For the survey, commercial real estate services and investment firm CBRE Group, Inc. (NYSE: CBG) polled 74 influential senior housing developers, investors, brokers and lenders throughout the United States. A lot has changed in these investors’ eyes over the past year, survey results indicate—but not when it comes to their opinion of skilled nursing.
This year, for instance, just 14% of respondents said nursing care would be the biggest opportunity for investment in the senior housing space. The exact same percentage of respondents said nursing care would be the biggest opportunity for investment in 2016.
The stagnancy surrounding the “skilled nursing opportunity” may have to do with the fact that there’s been so much uncertainty in U.S. health care lately, according to Zach Bowyer, senior managing director and seniors housing and care practice leader at CBRE.
“I think overall that has to do with uncertainty in the market,” Bowyer told Skilled Nursing News. “We had the roll out of the Affordable Care Act (ACA), now we’ve got the repeal and replace of the ACA.”
Overall, skilled nursing is much more susceptible than private pay senior housing to changes made at the governmental level —and 2017 has been rather unpredictable on that front.
“Skilled nursing is a different animal as it relates to seniors housing,” Bowyer said. “You’re dealing with a lot of government reimbursements, Medicare, Medicaid, drastically shifting regulatory environments.”
Independent living’s big opportunity
Senior housing investors, on the whole, are more bullish when it comes to independent living and age-restricted communities, survey results indicate.
About 40% of survey respondents said that independent living is the biggest opportunity for investment this year. Last year, just 31% of respondents held that opinion.
Additionally, only 18% of respondents indicated that assisted living is the biggest opportunity for investment in 2017, down from 27% of respondents in 2016.
“We’re seeing people a little bit more interested in the lifestyle option, in the independent living and age-restricted sub-segments, than we’ve seen in the past,” Bowyer said. “Developers are starting to get a lot more comfortable focusing on that lifestyle option.”
Investors also believe that memory care currently has the least opportunity for investment—an opinion that can likely be traced to recent overbuilding in this segment, according to CBRE.

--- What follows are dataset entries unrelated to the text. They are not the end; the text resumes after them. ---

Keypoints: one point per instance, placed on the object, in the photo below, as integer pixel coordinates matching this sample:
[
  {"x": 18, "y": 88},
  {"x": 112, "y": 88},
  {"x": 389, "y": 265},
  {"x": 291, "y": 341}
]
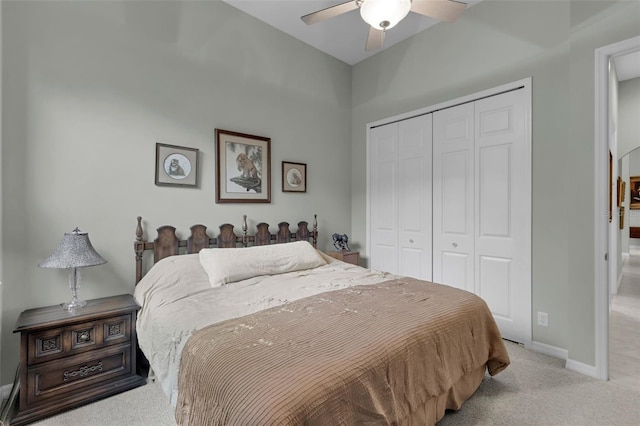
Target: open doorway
[{"x": 606, "y": 248}]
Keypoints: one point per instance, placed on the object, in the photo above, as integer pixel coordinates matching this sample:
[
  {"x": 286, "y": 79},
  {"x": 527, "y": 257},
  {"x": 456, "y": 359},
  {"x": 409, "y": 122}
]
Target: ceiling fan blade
[
  {"x": 443, "y": 10},
  {"x": 329, "y": 12},
  {"x": 375, "y": 40}
]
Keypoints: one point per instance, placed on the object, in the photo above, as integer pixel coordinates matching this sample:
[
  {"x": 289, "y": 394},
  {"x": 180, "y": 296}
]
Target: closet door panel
[
  {"x": 414, "y": 192},
  {"x": 384, "y": 198},
  {"x": 503, "y": 203},
  {"x": 453, "y": 198}
]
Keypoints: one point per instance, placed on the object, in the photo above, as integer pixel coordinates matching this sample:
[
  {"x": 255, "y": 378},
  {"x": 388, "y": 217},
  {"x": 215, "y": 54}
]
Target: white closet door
[
  {"x": 414, "y": 197},
  {"x": 384, "y": 197},
  {"x": 453, "y": 198},
  {"x": 503, "y": 206}
]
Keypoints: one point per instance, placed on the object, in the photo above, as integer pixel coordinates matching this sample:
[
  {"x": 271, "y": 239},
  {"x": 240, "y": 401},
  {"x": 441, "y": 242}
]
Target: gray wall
[
  {"x": 493, "y": 43},
  {"x": 90, "y": 87},
  {"x": 88, "y": 82},
  {"x": 628, "y": 113}
]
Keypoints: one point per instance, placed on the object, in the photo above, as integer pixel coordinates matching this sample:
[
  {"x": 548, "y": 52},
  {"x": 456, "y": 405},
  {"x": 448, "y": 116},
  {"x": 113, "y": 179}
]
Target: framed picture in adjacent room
[
  {"x": 634, "y": 192},
  {"x": 294, "y": 177},
  {"x": 243, "y": 172},
  {"x": 176, "y": 165}
]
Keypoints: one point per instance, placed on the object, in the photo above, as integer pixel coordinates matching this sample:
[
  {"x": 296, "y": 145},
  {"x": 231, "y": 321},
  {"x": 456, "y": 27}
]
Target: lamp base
[
  {"x": 74, "y": 304},
  {"x": 74, "y": 285}
]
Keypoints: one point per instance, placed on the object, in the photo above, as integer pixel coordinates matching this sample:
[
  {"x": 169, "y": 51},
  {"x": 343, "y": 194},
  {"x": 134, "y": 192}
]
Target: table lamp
[{"x": 74, "y": 252}]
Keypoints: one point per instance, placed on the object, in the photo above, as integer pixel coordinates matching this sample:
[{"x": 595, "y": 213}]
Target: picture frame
[
  {"x": 621, "y": 189},
  {"x": 176, "y": 165},
  {"x": 243, "y": 172},
  {"x": 634, "y": 193},
  {"x": 294, "y": 177}
]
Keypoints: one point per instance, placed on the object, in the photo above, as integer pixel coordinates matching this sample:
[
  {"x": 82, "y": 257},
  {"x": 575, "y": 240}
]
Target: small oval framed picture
[
  {"x": 176, "y": 165},
  {"x": 294, "y": 177}
]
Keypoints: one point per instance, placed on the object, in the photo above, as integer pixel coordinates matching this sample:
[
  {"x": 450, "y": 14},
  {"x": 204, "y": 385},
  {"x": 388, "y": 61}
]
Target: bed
[{"x": 265, "y": 329}]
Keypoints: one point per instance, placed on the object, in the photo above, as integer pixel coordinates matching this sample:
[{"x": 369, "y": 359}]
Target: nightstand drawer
[
  {"x": 58, "y": 378},
  {"x": 57, "y": 343}
]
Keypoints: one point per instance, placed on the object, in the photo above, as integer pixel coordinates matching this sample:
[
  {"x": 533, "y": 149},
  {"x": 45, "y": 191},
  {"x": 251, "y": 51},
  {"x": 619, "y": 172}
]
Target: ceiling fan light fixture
[{"x": 384, "y": 14}]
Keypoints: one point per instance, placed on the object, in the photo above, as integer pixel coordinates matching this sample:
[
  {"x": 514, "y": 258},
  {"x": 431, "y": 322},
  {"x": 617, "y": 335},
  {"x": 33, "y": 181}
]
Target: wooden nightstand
[
  {"x": 69, "y": 359},
  {"x": 352, "y": 257}
]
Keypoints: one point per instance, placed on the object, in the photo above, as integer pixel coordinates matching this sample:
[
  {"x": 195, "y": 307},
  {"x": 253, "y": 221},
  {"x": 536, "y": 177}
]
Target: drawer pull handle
[{"x": 83, "y": 371}]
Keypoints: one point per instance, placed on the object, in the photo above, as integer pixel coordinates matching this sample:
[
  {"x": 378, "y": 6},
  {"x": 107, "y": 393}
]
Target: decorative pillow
[{"x": 227, "y": 265}]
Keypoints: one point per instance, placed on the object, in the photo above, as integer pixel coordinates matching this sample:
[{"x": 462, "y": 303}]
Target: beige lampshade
[{"x": 75, "y": 251}]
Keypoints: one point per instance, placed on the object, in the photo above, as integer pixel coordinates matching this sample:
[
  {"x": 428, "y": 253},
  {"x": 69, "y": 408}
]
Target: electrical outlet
[{"x": 543, "y": 319}]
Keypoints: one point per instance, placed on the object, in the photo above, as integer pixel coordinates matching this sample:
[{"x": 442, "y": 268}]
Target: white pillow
[{"x": 227, "y": 265}]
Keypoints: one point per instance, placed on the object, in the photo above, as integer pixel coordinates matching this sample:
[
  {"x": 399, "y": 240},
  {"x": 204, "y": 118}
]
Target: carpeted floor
[{"x": 535, "y": 390}]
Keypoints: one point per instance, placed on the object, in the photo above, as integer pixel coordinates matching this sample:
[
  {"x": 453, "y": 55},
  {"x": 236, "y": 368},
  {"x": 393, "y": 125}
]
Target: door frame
[
  {"x": 603, "y": 247},
  {"x": 525, "y": 84}
]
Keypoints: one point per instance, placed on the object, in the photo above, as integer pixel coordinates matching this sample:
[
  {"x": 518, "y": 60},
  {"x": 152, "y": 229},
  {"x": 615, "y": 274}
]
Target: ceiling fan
[{"x": 382, "y": 15}]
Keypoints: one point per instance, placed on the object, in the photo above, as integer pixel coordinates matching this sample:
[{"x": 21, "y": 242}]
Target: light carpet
[{"x": 535, "y": 389}]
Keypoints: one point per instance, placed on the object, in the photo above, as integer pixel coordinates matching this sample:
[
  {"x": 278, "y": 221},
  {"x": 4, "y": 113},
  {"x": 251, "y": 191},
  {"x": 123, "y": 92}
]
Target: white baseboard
[
  {"x": 556, "y": 352},
  {"x": 553, "y": 351},
  {"x": 578, "y": 367},
  {"x": 5, "y": 391}
]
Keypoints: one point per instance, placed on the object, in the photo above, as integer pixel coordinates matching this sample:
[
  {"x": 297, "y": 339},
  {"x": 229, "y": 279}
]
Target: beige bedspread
[{"x": 362, "y": 355}]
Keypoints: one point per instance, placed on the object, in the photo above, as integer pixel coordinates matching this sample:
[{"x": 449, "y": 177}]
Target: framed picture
[
  {"x": 176, "y": 165},
  {"x": 243, "y": 168},
  {"x": 634, "y": 192},
  {"x": 294, "y": 177}
]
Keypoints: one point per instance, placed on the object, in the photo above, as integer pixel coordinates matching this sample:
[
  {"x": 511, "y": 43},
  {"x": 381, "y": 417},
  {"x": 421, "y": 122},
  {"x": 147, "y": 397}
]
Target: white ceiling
[
  {"x": 628, "y": 66},
  {"x": 342, "y": 37}
]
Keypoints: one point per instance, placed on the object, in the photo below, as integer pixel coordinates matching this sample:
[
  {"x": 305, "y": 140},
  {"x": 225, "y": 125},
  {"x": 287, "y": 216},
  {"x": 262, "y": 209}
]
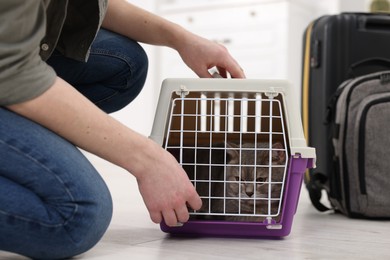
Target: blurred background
[{"x": 264, "y": 36}]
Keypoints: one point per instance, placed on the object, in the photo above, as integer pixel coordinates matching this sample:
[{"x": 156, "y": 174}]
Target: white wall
[{"x": 139, "y": 114}]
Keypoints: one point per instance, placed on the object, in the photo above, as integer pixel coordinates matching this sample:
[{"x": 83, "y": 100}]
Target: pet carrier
[{"x": 241, "y": 143}]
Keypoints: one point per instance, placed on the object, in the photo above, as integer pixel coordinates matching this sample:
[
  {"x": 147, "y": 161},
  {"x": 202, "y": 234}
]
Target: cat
[{"x": 231, "y": 191}]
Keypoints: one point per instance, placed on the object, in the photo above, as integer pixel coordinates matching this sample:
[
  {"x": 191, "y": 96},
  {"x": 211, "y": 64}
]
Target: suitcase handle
[
  {"x": 375, "y": 22},
  {"x": 368, "y": 63}
]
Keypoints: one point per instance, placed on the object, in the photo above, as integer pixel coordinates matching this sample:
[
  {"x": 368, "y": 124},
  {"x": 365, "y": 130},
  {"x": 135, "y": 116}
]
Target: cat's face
[{"x": 253, "y": 178}]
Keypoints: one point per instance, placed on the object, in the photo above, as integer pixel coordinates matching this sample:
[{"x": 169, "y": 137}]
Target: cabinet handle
[{"x": 223, "y": 41}]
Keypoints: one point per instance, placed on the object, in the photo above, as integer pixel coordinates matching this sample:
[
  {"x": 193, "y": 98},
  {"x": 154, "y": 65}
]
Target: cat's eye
[{"x": 261, "y": 179}]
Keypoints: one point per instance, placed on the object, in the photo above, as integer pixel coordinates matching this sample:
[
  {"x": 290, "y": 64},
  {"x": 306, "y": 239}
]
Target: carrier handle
[{"x": 376, "y": 61}]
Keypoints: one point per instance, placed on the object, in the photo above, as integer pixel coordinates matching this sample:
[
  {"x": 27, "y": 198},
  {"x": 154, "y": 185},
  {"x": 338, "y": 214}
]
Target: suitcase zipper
[{"x": 361, "y": 145}]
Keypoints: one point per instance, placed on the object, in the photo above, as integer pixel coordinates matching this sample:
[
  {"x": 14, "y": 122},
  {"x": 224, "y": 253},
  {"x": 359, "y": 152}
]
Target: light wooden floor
[{"x": 314, "y": 236}]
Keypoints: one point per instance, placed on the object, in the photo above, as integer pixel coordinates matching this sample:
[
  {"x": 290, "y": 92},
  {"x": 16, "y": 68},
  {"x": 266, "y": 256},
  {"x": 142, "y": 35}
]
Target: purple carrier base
[{"x": 249, "y": 229}]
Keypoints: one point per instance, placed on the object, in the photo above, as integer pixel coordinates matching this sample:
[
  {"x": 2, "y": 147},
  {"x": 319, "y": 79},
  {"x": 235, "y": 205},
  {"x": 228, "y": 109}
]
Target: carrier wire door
[{"x": 232, "y": 139}]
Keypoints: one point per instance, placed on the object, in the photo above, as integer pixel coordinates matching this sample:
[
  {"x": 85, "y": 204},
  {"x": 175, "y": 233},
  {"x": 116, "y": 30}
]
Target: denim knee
[{"x": 130, "y": 62}]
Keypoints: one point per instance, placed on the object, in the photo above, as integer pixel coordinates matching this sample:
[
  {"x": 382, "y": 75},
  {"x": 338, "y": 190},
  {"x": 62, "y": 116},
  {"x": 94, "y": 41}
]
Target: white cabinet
[{"x": 265, "y": 37}]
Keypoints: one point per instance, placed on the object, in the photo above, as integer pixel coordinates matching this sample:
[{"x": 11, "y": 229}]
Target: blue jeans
[{"x": 53, "y": 202}]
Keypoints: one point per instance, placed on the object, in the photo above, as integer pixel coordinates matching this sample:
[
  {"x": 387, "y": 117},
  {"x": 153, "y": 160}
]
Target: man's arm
[
  {"x": 163, "y": 184},
  {"x": 198, "y": 53}
]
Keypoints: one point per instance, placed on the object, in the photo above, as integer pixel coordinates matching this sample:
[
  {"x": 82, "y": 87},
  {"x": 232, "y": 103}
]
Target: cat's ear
[
  {"x": 278, "y": 154},
  {"x": 232, "y": 154}
]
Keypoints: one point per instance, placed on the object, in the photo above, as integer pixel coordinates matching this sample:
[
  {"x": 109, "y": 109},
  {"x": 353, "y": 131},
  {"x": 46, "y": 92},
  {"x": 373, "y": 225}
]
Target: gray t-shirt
[{"x": 31, "y": 30}]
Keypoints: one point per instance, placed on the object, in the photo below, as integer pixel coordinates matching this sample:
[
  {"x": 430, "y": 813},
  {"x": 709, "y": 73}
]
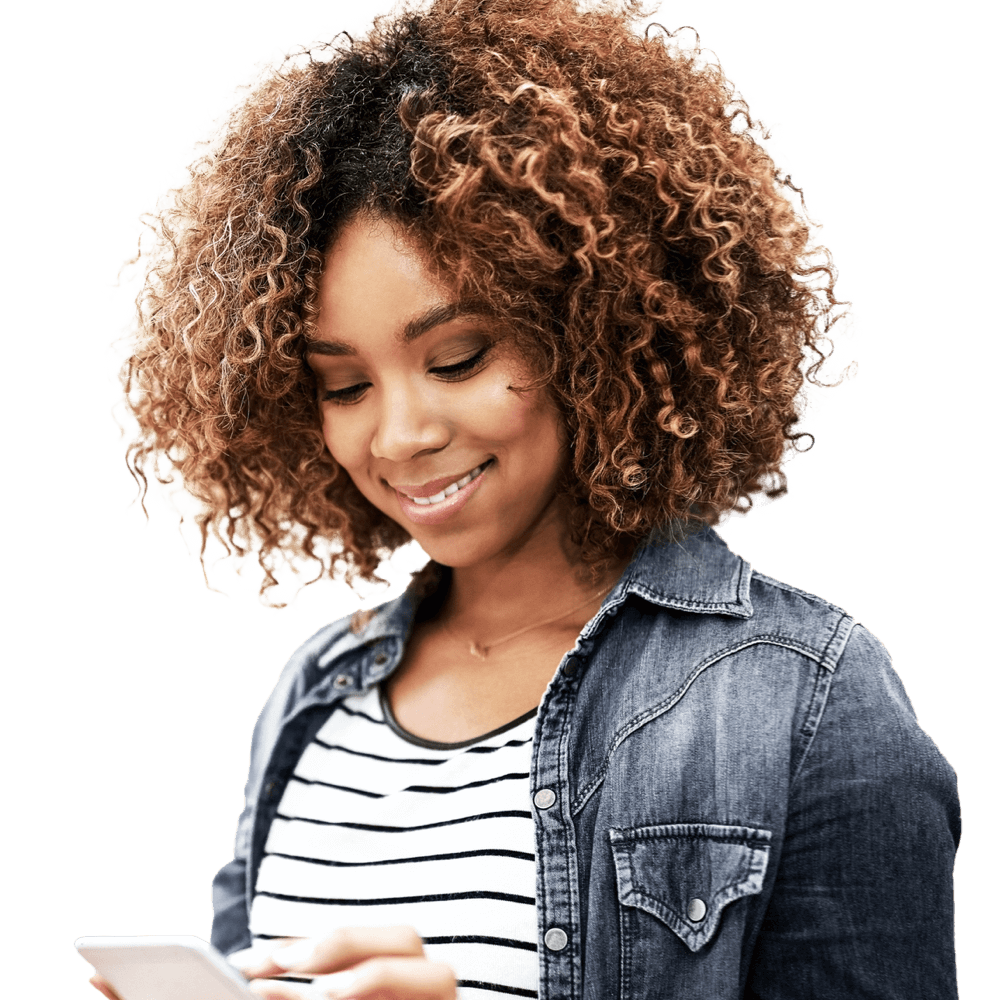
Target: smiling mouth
[{"x": 450, "y": 490}]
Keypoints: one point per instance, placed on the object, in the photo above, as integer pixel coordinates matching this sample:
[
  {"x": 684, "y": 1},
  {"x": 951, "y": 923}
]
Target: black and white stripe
[{"x": 378, "y": 828}]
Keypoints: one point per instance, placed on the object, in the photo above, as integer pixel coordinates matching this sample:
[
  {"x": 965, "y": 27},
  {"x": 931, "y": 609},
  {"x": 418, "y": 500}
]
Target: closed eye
[{"x": 452, "y": 373}]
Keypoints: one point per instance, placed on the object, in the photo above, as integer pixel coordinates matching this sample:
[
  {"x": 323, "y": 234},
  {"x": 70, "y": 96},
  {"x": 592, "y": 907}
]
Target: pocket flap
[{"x": 685, "y": 873}]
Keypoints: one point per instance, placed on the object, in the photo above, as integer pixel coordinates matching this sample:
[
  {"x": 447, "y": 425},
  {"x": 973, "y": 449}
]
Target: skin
[{"x": 399, "y": 418}]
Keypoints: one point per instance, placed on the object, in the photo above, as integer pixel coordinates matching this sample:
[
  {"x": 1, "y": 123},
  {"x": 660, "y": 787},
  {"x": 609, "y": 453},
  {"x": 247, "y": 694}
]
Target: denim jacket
[{"x": 732, "y": 795}]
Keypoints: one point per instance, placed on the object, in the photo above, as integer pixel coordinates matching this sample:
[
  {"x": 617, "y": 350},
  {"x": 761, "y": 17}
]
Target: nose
[{"x": 408, "y": 426}]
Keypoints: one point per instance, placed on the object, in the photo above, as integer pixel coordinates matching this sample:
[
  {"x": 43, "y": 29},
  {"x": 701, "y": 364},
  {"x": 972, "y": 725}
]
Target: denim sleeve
[
  {"x": 863, "y": 903},
  {"x": 230, "y": 930}
]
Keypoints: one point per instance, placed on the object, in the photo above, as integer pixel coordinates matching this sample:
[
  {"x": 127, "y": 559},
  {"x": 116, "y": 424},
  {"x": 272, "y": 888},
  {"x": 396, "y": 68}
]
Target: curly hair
[{"x": 607, "y": 191}]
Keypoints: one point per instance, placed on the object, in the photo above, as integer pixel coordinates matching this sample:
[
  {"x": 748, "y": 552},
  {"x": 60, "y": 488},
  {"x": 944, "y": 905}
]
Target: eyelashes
[{"x": 450, "y": 373}]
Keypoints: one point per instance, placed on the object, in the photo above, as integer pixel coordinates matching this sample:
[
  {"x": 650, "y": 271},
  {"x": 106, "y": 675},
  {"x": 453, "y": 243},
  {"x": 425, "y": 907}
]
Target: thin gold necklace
[{"x": 481, "y": 652}]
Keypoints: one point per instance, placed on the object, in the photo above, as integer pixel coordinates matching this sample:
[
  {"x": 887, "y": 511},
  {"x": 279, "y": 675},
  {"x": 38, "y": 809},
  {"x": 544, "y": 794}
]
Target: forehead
[{"x": 376, "y": 284}]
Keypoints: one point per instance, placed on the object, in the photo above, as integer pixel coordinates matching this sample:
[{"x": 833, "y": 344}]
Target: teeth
[{"x": 449, "y": 490}]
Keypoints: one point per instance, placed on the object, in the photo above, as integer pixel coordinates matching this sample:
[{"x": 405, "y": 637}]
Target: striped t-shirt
[{"x": 380, "y": 828}]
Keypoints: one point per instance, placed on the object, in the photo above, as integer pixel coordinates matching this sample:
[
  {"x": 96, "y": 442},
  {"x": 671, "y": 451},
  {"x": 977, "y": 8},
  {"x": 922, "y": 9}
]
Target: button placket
[
  {"x": 544, "y": 798},
  {"x": 556, "y": 939}
]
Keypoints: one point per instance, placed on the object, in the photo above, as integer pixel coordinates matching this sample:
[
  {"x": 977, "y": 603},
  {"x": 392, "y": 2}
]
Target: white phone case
[{"x": 163, "y": 967}]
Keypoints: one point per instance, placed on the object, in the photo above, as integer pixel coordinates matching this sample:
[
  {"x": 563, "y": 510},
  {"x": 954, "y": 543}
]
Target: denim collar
[{"x": 699, "y": 574}]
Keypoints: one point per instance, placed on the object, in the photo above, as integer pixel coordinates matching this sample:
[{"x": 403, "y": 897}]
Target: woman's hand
[
  {"x": 358, "y": 963},
  {"x": 103, "y": 987}
]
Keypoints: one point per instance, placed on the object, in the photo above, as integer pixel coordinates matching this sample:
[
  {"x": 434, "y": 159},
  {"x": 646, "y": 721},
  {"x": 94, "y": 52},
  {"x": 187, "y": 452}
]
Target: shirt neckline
[{"x": 390, "y": 719}]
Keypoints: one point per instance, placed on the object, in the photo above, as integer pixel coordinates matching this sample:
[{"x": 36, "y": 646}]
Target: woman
[{"x": 520, "y": 284}]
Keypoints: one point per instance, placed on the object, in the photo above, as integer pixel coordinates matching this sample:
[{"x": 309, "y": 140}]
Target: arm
[{"x": 863, "y": 905}]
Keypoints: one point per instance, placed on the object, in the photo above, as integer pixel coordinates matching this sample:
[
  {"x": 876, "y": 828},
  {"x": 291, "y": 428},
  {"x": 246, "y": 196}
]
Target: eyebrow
[{"x": 414, "y": 328}]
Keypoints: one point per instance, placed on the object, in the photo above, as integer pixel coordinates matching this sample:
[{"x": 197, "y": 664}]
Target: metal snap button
[
  {"x": 545, "y": 798},
  {"x": 555, "y": 939}
]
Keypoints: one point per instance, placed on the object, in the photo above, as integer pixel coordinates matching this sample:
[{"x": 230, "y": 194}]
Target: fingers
[
  {"x": 376, "y": 979},
  {"x": 398, "y": 979},
  {"x": 342, "y": 949},
  {"x": 103, "y": 987}
]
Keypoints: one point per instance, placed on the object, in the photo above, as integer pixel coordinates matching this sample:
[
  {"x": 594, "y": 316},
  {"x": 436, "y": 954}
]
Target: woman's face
[{"x": 415, "y": 395}]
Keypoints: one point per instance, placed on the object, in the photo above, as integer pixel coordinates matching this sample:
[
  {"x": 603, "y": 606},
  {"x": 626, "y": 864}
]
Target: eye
[
  {"x": 451, "y": 373},
  {"x": 349, "y": 395},
  {"x": 470, "y": 364}
]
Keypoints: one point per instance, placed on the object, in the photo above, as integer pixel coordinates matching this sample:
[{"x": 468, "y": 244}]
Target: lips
[
  {"x": 440, "y": 511},
  {"x": 435, "y": 486}
]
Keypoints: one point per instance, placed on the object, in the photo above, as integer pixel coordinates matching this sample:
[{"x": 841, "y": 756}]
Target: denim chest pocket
[{"x": 686, "y": 874}]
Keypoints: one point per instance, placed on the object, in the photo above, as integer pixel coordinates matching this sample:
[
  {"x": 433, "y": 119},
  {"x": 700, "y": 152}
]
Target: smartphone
[{"x": 163, "y": 967}]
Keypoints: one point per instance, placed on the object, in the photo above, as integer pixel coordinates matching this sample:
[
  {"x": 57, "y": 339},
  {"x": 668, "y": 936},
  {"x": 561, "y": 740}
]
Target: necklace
[{"x": 481, "y": 652}]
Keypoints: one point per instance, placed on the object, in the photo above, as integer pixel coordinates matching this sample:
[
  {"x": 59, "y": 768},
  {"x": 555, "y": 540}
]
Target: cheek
[{"x": 342, "y": 442}]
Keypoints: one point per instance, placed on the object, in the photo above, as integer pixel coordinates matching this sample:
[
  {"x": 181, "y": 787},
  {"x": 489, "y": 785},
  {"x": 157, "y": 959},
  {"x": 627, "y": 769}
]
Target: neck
[{"x": 517, "y": 588}]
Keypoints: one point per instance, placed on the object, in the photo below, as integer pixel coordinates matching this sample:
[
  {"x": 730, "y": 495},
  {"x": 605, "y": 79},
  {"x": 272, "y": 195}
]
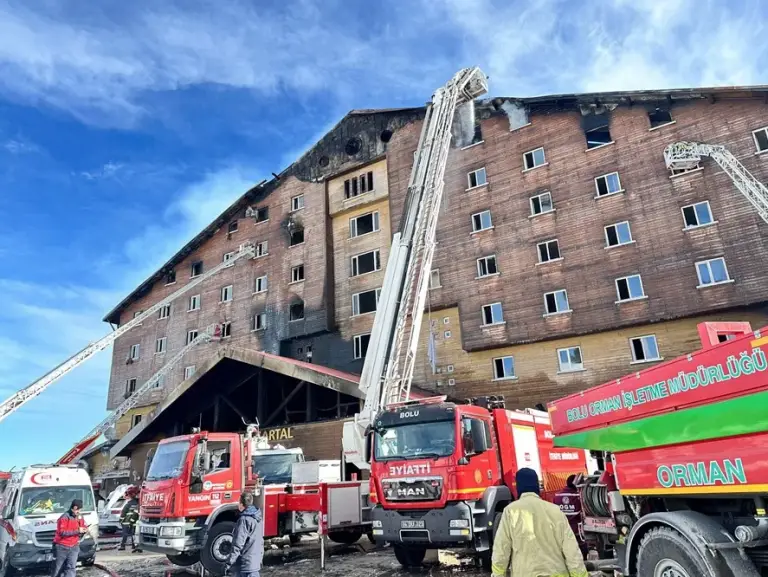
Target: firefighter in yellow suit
[{"x": 534, "y": 538}]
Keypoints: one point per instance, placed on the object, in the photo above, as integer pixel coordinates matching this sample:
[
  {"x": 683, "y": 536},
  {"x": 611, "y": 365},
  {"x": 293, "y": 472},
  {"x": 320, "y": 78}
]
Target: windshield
[
  {"x": 46, "y": 500},
  {"x": 274, "y": 469},
  {"x": 168, "y": 461},
  {"x": 416, "y": 440}
]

About 59% of U.S. senior housing investors anticipate increasing the size of their portfolios in 2017, the survey revealed. That’s up from 47% in 2016.
The percentage of investors who anticipate no change in the size of their portfolios, meanwhile, fell to 34% in 2017 from 44% in 2016.
“We’ve got a lot of new investors who are continuing to be more and more interested in the senior space, and we have a lot of people who’ve been involved in the senior space for a while now looking to find new ways to innovate and grow their activity,” Bowyer said.
Despite an air of relative optimism, senior housing investors aren’t entirely worry-free. Mainly, investors are concerned about increased construction activity that may negatively affect the industry over the next 12 months, with 38% of survey respondents indicating that this worried them.
Rising interest rates and property-level operation also weighed on investors, with 22% and 21% of respondents concerned about these things, respectively.
Still, the survey results indicated that pricing stability may continue this year—52% of investors anticipate senior housing capitalization rates will remain stable over the next year.
However, the proportion of people who foresee higher cap rates rose to 44% from 33% in 2016, with just 4% expecting to see a drop.